On July 20, the committee, their families and friends, strung up wire between parking meters and roped off make-shift booths for 99 local artists and 33 other Michigan artists. Three tents dominated two blocks of South University Avenue. Artists hung their prints and paintings, pots were set down on the street. Even though University of Michigan professor of art and director of the Museum of Art, Jean Paul Slusser said, “No good artist will sit in the street.” they did; for three days. Bruce Henry donated Japanese paper fish which were hung from light poles to add a festive air. There was no entry fee for participating artists who, in total, earned $4,500. Down on Main Street the merchants hosted a used car auction.

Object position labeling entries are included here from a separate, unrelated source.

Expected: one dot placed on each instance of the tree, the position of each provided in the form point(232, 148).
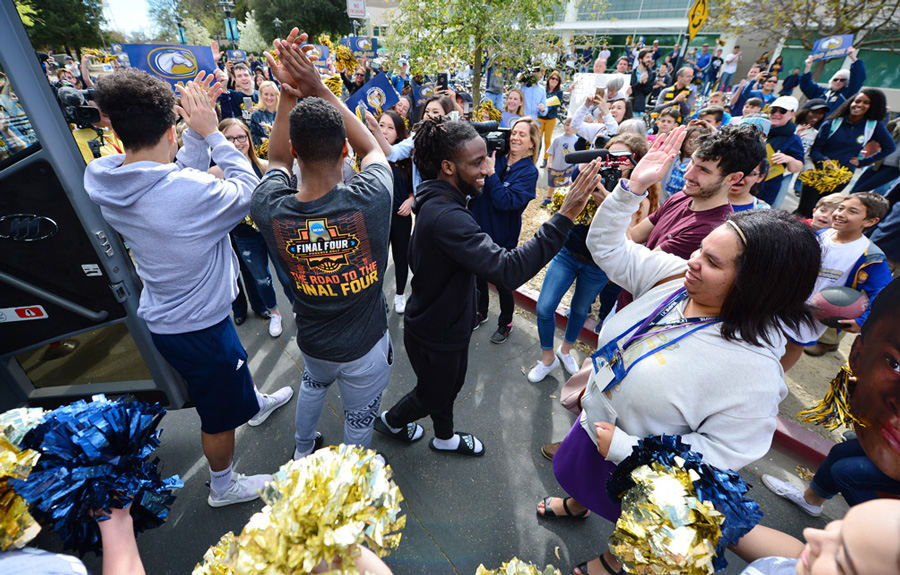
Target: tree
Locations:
point(251, 38)
point(67, 24)
point(874, 23)
point(455, 32)
point(312, 16)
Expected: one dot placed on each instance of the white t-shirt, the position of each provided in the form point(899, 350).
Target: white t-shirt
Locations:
point(837, 261)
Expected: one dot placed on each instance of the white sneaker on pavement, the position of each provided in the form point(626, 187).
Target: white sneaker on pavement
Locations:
point(540, 371)
point(792, 493)
point(242, 488)
point(271, 403)
point(569, 363)
point(275, 325)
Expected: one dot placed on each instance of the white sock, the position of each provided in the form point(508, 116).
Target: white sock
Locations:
point(219, 480)
point(386, 424)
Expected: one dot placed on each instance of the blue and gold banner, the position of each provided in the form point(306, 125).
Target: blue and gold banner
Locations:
point(173, 63)
point(362, 46)
point(376, 93)
point(237, 56)
point(832, 47)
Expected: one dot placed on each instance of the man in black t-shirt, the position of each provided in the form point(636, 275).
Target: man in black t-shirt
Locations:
point(332, 239)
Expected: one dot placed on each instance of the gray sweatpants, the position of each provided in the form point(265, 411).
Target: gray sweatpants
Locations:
point(361, 382)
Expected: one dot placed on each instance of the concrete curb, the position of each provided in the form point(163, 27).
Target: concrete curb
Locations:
point(800, 441)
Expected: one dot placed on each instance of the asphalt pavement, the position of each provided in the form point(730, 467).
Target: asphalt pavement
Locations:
point(460, 511)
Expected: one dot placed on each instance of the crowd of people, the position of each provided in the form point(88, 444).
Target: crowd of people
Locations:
point(262, 163)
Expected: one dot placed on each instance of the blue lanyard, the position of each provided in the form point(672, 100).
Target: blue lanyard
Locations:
point(611, 354)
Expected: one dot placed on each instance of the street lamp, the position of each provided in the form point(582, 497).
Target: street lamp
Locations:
point(182, 38)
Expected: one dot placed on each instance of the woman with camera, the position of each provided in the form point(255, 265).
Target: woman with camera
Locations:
point(574, 264)
point(510, 185)
point(549, 114)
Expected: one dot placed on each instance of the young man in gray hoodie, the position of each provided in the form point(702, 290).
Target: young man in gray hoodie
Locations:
point(175, 218)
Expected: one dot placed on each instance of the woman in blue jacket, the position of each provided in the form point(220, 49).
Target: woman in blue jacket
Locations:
point(507, 190)
point(843, 137)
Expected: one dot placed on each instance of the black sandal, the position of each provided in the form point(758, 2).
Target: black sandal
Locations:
point(548, 512)
point(583, 567)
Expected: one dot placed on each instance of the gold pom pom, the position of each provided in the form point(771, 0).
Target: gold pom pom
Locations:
point(318, 510)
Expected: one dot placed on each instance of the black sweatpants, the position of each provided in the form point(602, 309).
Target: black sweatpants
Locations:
point(440, 376)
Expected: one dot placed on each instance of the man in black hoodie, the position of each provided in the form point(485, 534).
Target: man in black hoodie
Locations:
point(447, 250)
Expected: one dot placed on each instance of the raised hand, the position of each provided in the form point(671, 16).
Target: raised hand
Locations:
point(653, 166)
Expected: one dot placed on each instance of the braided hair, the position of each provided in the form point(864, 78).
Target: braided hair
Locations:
point(436, 140)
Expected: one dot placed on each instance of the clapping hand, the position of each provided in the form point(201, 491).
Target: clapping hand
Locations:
point(653, 166)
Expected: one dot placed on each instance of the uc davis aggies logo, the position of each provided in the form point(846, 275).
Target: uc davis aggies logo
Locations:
point(322, 246)
point(173, 63)
point(375, 97)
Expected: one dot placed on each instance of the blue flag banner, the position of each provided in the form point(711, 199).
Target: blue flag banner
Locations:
point(376, 93)
point(507, 119)
point(362, 46)
point(175, 64)
point(421, 93)
point(320, 52)
point(832, 47)
point(237, 56)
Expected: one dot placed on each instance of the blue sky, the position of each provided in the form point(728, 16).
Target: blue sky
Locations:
point(127, 15)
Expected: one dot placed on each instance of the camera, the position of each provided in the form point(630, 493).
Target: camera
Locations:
point(496, 139)
point(75, 108)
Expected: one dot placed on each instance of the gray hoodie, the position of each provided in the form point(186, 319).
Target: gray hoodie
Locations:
point(176, 218)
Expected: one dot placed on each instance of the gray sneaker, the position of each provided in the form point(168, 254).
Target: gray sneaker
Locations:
point(271, 403)
point(792, 493)
point(242, 488)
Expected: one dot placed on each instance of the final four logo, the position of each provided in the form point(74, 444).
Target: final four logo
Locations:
point(322, 246)
point(375, 97)
point(173, 63)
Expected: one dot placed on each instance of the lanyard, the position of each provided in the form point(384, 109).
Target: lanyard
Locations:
point(611, 354)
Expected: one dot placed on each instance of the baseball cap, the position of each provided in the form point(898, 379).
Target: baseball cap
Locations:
point(815, 104)
point(787, 102)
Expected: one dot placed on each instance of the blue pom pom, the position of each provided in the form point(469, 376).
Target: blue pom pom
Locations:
point(725, 489)
point(96, 456)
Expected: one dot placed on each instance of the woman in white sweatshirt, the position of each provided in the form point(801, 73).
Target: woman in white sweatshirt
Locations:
point(696, 354)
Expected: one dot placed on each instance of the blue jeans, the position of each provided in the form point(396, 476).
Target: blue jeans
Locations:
point(495, 99)
point(849, 472)
point(564, 269)
point(361, 382)
point(254, 252)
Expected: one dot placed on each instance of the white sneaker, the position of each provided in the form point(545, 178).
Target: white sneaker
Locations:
point(242, 488)
point(569, 363)
point(271, 403)
point(792, 493)
point(540, 371)
point(275, 325)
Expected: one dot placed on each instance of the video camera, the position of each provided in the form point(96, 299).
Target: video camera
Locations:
point(495, 138)
point(611, 168)
point(75, 108)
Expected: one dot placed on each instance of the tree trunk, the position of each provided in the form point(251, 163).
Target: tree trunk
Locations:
point(476, 69)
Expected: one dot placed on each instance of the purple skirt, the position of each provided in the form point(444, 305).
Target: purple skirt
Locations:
point(582, 472)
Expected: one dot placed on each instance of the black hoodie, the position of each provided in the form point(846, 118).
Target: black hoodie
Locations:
point(447, 250)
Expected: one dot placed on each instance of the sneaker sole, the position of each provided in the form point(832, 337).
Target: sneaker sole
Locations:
point(222, 503)
point(255, 423)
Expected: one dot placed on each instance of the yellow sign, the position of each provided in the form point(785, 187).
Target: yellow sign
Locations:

First Street Art Fair Committee
Mrs. Fred Beaver, Mrs. Fred Coller, Mrs. Clan Crawford, Mrs. Harold Dorr, Mr. Bruce Henry, Mrs. Robert Horton, Mrs. Volney Jones, Mr. Milton Kemnitz, Mr. Cecil North, Mrs. George Piranian, Mrs. Earl Rainville, Mr. John Ransom, Mrs. G. Davis Sellards, and Mr. Robert Shipman. Many of the women on the committee went on to acquire first names and have identities of their own.
Bumps in the Road
Words written and repeated that first year, “Good art doesn’t belong on the street; it belongs in a museum.” and “…a scraggly little fair.”